How The García Girls Lost Their Accents (Miracle Theatre)

Miracle Theatre brings out Julia Alvarez's heavy baggage.

Portland's stages have seen many adapted novels this season, and it's become apparent to me that some books do not want to be staged. Such is the case with Miracle Theatre's production of How the García Girls Lost Their Accents, adapted by Karen Zacarías from Julia Alvarez's novel and directed by Antonio Sonera. In the book, Alvarez presents episodic histories of four sisters (played by Lauren Bair, Verónika Nuñez, Lara Kobrin and Nicole Virginia Accuardi) at three stages of their lives: first as adults, then as adolescent immigrants in New York and finally as children in the Dominican Republic. The inverse history lends the novel the backward-falling quality of anecdotes traded over Thanksgiving dinner, but is confusing on stage; keeping track of the girls' ages becomes a chore.

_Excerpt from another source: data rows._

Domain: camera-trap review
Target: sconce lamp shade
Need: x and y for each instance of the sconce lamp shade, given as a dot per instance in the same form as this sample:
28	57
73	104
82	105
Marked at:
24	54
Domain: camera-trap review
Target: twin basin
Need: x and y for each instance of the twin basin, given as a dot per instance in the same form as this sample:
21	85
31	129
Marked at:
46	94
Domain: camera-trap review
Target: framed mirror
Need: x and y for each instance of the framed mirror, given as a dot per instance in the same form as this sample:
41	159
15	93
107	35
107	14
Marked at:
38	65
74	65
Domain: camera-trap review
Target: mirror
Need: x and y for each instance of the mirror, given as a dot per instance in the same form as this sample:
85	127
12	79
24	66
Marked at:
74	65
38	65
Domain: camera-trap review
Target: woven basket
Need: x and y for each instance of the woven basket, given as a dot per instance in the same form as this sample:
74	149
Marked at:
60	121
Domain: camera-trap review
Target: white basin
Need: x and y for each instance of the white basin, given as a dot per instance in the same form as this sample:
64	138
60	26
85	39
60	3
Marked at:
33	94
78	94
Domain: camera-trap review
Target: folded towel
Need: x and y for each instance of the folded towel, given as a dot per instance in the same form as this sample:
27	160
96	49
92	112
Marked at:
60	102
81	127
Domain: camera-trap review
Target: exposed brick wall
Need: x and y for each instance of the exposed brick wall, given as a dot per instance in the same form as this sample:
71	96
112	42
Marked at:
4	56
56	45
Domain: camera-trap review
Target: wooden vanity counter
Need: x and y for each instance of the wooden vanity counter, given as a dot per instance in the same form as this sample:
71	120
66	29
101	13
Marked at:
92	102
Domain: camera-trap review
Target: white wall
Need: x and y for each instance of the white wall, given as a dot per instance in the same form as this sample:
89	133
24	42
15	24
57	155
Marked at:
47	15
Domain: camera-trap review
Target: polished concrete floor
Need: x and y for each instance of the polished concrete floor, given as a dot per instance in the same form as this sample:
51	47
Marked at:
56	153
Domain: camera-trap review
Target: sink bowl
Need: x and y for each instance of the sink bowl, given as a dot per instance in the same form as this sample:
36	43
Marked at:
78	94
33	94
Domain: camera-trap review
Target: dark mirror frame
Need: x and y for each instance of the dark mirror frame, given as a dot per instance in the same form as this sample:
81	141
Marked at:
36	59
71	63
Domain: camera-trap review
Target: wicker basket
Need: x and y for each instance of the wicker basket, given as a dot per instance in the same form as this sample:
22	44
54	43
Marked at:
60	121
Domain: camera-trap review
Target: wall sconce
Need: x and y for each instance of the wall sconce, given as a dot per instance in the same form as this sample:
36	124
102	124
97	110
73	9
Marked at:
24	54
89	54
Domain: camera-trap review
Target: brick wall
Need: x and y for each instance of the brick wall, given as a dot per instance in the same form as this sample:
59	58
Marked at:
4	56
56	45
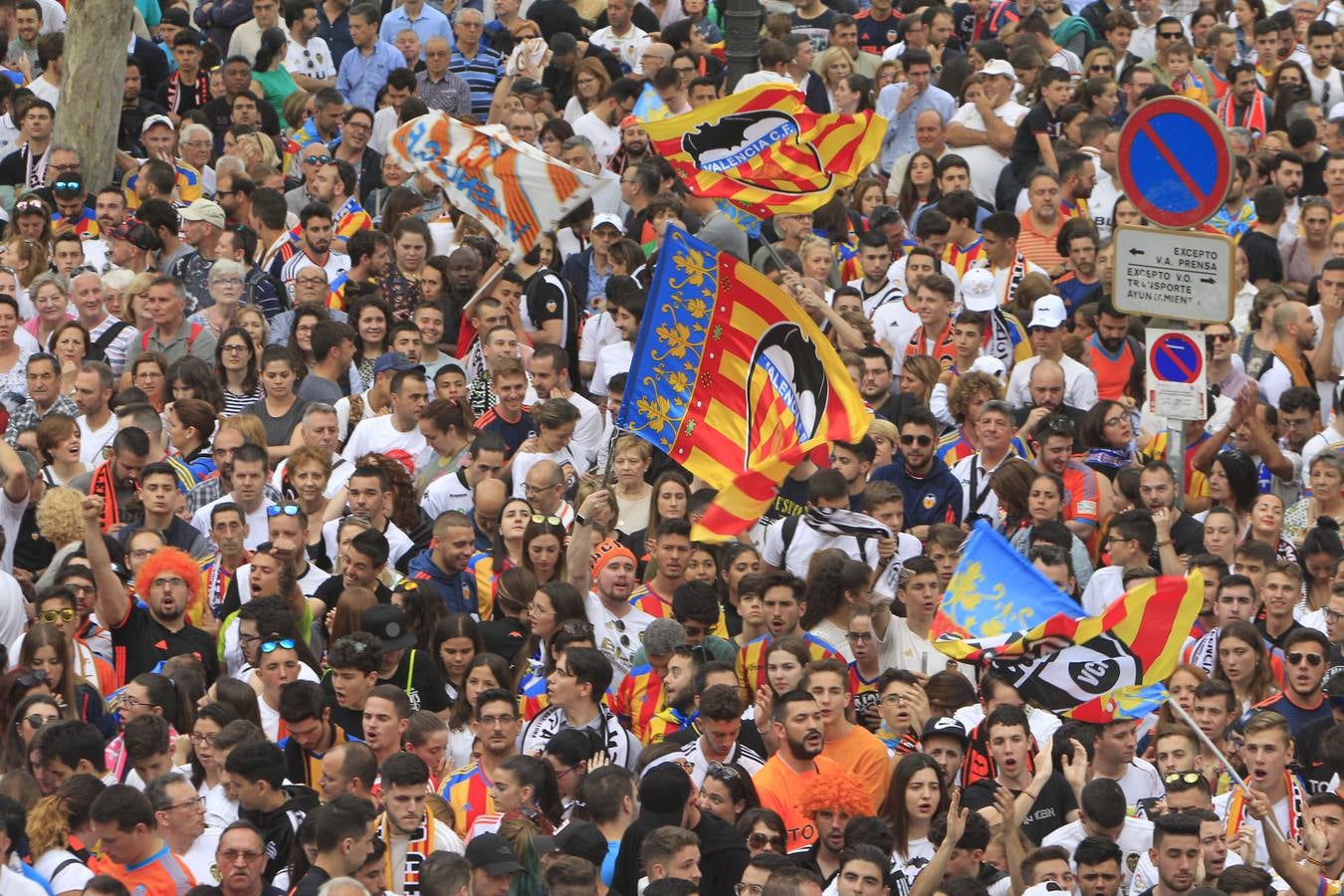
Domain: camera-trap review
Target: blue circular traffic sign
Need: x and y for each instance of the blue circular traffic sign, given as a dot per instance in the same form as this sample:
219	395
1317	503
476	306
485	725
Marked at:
1175	161
1175	357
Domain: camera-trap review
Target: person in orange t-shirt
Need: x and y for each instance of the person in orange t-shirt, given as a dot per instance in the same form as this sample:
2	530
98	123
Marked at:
123	822
849	746
782	781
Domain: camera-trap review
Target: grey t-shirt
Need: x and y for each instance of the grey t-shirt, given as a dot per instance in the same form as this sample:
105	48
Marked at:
319	388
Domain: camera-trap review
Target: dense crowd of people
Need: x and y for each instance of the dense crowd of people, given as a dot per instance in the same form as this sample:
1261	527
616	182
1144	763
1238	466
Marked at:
326	569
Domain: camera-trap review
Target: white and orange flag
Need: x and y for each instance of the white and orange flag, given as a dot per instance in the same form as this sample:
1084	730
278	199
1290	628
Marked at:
515	189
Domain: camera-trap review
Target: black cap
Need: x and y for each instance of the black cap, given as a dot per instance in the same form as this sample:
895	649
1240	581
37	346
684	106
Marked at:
491	853
579	838
936	727
387	623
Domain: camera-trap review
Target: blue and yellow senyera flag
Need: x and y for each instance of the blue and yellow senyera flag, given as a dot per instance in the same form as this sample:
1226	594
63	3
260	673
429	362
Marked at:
997	591
1135	702
733	380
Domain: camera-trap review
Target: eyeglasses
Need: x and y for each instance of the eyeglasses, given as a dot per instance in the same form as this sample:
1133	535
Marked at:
757	840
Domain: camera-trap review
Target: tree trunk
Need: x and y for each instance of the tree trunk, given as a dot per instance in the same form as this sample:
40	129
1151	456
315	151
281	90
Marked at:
97	33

Sonera has drawn some good performances from his actors: Anthony Green's portrayal of Papi García's quiet misery makes the patriarch's tragedy (a nation lost to dictatorship, a career derailed, children who can't seem to find their way) seem more real and sad than his daughters' comparatively minor complaints. He feels solidly, believably imperfect. Also remarkable, for very different reasons, is Melik Malkasian, who dons a closetful of wigs and funny pants as a parade of self-centered assholes, each more ridiculous than the last, each unable to stand up to the sisters' lunatic resolve. He's hilarious, and sometimes inappropriately so: I don't think the episode in which an 11-year-old girl is harassed by a masturbating pervert was intended to get laughs.

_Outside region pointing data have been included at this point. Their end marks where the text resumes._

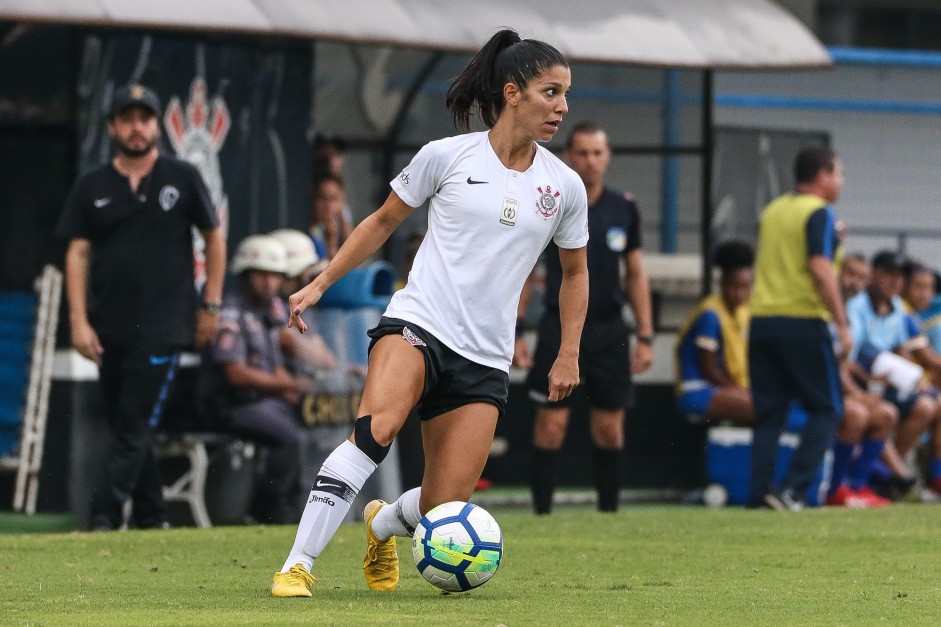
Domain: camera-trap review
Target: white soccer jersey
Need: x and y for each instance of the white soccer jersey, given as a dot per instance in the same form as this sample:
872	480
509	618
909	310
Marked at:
487	226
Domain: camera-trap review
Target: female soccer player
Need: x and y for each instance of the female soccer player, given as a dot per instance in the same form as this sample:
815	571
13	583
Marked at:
445	343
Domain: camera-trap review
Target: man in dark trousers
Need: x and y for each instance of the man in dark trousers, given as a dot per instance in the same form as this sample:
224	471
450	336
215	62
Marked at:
791	350
605	360
133	305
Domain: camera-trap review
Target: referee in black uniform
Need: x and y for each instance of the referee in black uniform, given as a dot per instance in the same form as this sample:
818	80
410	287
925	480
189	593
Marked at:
132	301
605	362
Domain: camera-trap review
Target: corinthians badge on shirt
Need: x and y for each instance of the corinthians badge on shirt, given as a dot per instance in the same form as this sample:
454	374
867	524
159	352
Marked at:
509	211
548	203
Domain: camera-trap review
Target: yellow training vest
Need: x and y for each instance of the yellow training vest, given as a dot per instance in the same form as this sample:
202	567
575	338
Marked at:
783	285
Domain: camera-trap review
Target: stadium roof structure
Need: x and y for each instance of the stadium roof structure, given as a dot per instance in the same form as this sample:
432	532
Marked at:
692	34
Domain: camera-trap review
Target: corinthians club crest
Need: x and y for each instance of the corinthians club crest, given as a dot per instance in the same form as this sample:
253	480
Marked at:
548	203
197	136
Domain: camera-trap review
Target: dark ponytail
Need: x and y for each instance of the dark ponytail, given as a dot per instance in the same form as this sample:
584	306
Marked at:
505	58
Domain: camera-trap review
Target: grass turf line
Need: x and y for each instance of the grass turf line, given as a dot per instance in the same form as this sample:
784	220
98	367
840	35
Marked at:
666	565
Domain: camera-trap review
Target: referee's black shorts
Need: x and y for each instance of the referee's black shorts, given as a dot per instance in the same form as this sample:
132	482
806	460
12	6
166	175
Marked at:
603	363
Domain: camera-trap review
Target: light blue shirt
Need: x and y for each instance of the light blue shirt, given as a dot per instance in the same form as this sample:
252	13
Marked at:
872	333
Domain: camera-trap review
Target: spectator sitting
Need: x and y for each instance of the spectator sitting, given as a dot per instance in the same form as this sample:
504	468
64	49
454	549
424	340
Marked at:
329	226
711	357
879	324
924	307
248	379
854	275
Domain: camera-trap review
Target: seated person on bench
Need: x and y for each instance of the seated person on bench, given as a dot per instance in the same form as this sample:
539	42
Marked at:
247	380
712	353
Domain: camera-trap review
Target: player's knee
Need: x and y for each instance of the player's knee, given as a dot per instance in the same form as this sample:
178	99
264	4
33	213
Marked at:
366	442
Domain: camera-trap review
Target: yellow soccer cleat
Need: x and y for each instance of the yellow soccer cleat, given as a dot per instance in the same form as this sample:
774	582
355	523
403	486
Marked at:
297	582
381	564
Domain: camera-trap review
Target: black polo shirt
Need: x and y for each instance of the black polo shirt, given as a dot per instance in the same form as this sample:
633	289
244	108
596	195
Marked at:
141	281
613	232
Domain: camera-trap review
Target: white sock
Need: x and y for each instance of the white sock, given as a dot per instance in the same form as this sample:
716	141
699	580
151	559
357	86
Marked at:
340	479
399	518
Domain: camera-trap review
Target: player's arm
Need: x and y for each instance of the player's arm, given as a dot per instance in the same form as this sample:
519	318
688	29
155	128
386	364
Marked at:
207	321
84	338
573	305
521	356
638	293
364	241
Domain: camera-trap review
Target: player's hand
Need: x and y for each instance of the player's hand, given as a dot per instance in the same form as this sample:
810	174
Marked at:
290	388
206	326
307	296
521	356
642	359
85	341
563	378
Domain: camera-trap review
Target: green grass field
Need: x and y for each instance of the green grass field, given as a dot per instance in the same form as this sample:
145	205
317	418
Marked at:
660	565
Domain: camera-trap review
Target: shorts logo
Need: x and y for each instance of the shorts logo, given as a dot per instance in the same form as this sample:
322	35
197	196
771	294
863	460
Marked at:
508	214
411	338
168	197
548	203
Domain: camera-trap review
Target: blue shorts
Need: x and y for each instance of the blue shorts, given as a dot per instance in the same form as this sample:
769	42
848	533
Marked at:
906	406
695	401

Sonera fails to smooth out the script's many abrupt transitions, making for a bumpy ride that's compounded by set changes that literally drag, as the girls lug heavy, color-coded steamer trunks around the stage. Forcing them to carry their childhood baggage through life's changes may be poetically apt, but I kept wondering why the girls didn't just buy a hand truck. Indeed, blunt metaphor trauma is the production's greatest weakness: The set is painted with the scattered pages of the manuscript the play attempts to bring to life, intended, I suppose, to emphasize that Yolanda (Bair) has shaped her experience by writing it down. Instead the pages loom, reminding us that perhaps the García girls should have been left to the printed page.